Anthropogenic activities are a primary factor in the disturbances in the quality of these natural sources. The increase in atmospheric CO 2 has caused a considerable increase in the acidification of hydrological systems. Mathematical and statistical projections are powerful and low-cost tools that make projections of the current and future conditions of the quality of hydrological bodies.
This exploratory research presents an approximation of the current conditions of the quality of the lotic and lentic systems studied in this work, mainly in the relationship between the pH and alkalinity concentrations. It is suggested to carry out more monitoring, expanding the analytical spectrum to find out other causes that could impact the decrease in pH and its relationship with capturing atmospheric carbon.
Lentic systems do not present a constant unidirectional flow due to the volume retention of water that allows the solids’ precipitation and nutrient enrichment; the above determine their trophic status. This explains the values found in the Laguna de Coyuca under the Mexican regulations (NOM-127-SSA1-1994) where the permissible limits are exceeded in the electrical conductivity, total hardness, chlorides, alkalinity, and total dissolved solids parameters. Therefore, previous purification treatment is recommended for its use. Otherwise, in the lotic ecosystem of Tecpan, it occurred.
It should be noted that the determining factors in altering the taste of drinking water correspond to the level of the hardness and alkalinity present in the water due to the dragging of minerals. The total hardness and the calcium and magnesium presence determine the potable water, and they must be monitored because, in excess, they can drive cardiovascular problems.
The total alkalinity influences the pH due to the acidification processes in the lagoon ecosystem (underneath the permissible limit) and affects the potability for human consumption (pH 6.5). The punctual analysis of the physical, chemical, and biological properties of both the lotic and lentic ecosystems, as well as the data projection in future scenarios, are based on scientific information that, together with the application of machine learning models, provides an alternative low-cost means of processing data on these types of ecosystems that are increasingly impacted and require conservation.
Likewise, artificial intelligence methods can remarkably reduce water supply and sanitation systems costs and help ensure compliance with drinking and wastewater treatment quality. Therefore, modeling and predicting water quality to control water pollution has been widely researched.

5. Conclusions

The parameter with the most significant influence in both ecosystems for the water quality is the total dissolved solids, attributable to the dragging of solids from the upper parts of the watershed, especially in the rainy season.
The sites with the highest physicochemical values in both ecosystems are located very close to human settlements, in the Coyuca Lagoon and the Tecpan River, and the Boca Chica (with higher conductivity) and Puente Roto sites.
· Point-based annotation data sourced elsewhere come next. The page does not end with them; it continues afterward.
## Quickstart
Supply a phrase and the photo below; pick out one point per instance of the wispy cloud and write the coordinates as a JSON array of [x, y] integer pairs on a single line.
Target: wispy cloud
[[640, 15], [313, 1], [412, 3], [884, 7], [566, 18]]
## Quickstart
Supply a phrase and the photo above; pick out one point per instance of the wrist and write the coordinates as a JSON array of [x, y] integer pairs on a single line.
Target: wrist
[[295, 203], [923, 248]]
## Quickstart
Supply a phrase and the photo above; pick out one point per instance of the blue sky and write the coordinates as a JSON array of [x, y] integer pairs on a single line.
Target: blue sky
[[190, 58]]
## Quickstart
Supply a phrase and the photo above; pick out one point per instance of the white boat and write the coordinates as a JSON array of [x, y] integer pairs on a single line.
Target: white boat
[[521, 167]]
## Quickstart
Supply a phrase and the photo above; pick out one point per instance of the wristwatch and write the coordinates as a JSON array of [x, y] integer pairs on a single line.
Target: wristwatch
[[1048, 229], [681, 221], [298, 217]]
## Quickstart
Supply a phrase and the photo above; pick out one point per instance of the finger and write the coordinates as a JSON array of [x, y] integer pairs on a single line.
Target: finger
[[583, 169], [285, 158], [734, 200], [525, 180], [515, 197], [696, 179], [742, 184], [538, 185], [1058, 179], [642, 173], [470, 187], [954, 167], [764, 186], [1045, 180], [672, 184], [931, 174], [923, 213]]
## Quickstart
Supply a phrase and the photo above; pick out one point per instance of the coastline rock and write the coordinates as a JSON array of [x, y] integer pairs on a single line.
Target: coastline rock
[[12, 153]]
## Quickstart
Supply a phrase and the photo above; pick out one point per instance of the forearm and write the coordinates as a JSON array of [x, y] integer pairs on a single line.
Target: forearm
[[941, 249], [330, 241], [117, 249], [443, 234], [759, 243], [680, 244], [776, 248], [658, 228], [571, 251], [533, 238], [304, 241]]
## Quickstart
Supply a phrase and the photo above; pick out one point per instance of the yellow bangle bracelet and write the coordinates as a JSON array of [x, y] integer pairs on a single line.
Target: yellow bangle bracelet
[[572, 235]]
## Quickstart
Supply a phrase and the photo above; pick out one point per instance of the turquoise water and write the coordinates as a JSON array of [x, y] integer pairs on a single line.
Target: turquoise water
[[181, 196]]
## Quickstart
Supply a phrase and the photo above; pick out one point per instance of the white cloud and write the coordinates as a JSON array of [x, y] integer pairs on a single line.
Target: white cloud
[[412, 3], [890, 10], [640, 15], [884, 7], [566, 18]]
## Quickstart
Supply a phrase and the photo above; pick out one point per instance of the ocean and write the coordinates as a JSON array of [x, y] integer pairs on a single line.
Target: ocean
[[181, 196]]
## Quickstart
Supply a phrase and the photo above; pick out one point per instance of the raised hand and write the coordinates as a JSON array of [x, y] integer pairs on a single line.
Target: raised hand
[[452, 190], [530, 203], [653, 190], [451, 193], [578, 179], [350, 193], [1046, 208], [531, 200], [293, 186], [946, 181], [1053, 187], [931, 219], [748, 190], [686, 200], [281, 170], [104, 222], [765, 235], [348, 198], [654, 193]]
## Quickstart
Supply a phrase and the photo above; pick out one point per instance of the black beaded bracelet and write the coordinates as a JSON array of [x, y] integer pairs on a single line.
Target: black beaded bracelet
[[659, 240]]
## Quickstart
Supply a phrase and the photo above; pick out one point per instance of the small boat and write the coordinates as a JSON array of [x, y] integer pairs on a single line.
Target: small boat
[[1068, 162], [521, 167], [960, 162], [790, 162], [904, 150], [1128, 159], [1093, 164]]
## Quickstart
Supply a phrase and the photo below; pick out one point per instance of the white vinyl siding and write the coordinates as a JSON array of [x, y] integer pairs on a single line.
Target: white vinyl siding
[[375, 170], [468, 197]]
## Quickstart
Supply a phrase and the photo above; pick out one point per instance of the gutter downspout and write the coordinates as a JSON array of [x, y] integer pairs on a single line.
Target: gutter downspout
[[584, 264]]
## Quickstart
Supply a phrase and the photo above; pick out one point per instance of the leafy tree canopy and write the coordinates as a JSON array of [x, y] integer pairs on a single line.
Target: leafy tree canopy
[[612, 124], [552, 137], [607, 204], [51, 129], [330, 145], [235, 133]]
In the river, the parameters were determined within the regulations (electricity conductivity, total hardness, chlorides, total alkalinity, and total dissolved solids), but not for the lagoon system.
Regarding the pH of the river, we found slight acid values for the Puente Libramiento site. This is consistent with the existence of a sewage treatment plant that is not in operation, and municipal discharges are not treated.
The decrease in pH is associated with the use of phosphorous fertilizers, which can lower the pH of the soil, and with the removal of sediment in the rainy season, the pH of the water also tends to rise downstream.
The total hardness, total alkalinity, and total dissolved solids for the Tecpan River were three slightly high parameters for the Puente Libramiento and Boca Chica sites, probably caused by tourist activity in both places and the existence of a treatment plant that is not in operation.
This work demonstrates that machine learning techniques are helpful in training models to predict or classify water quality; the support vector machine (SVM) has the best performance.

Author Contributions

Conceptualization, J.L.R.-A. and H.A.-P.; methodology, H.A.-P.; software, E.J.F.-M. and T.A.R.-d.; validation, T.A.R.-d.; formal analysis, E.J.F.-M. and T.A.R.-d.; investigation, J.L.R.-A., H.A.-P., T.A.R.-d. and I.G.-B.; resources, J.L.R.-A. and H.A.-P.; data curation, E.J.F.-M., H.A.-P. and T.A.R.-d.; writing—original draft preparation, J.L.R.-A., H.A.-P., T.A.R.-d. and I.G.-B.; writing—review and editing, J.L.R.-A., H.A.-P., T.A.R.-d. and I.G.-B.; visualization, H.A.-P. and T.A.R.-d.; supervision, J.L.R.-A. and H.A.-P.; project administration, J.L.R.-A. and H.A.-P. All authors have read and agreed to the published version of the manuscript.

Funding

The authors received no financial support for the research, authorship, and/or publication of this article.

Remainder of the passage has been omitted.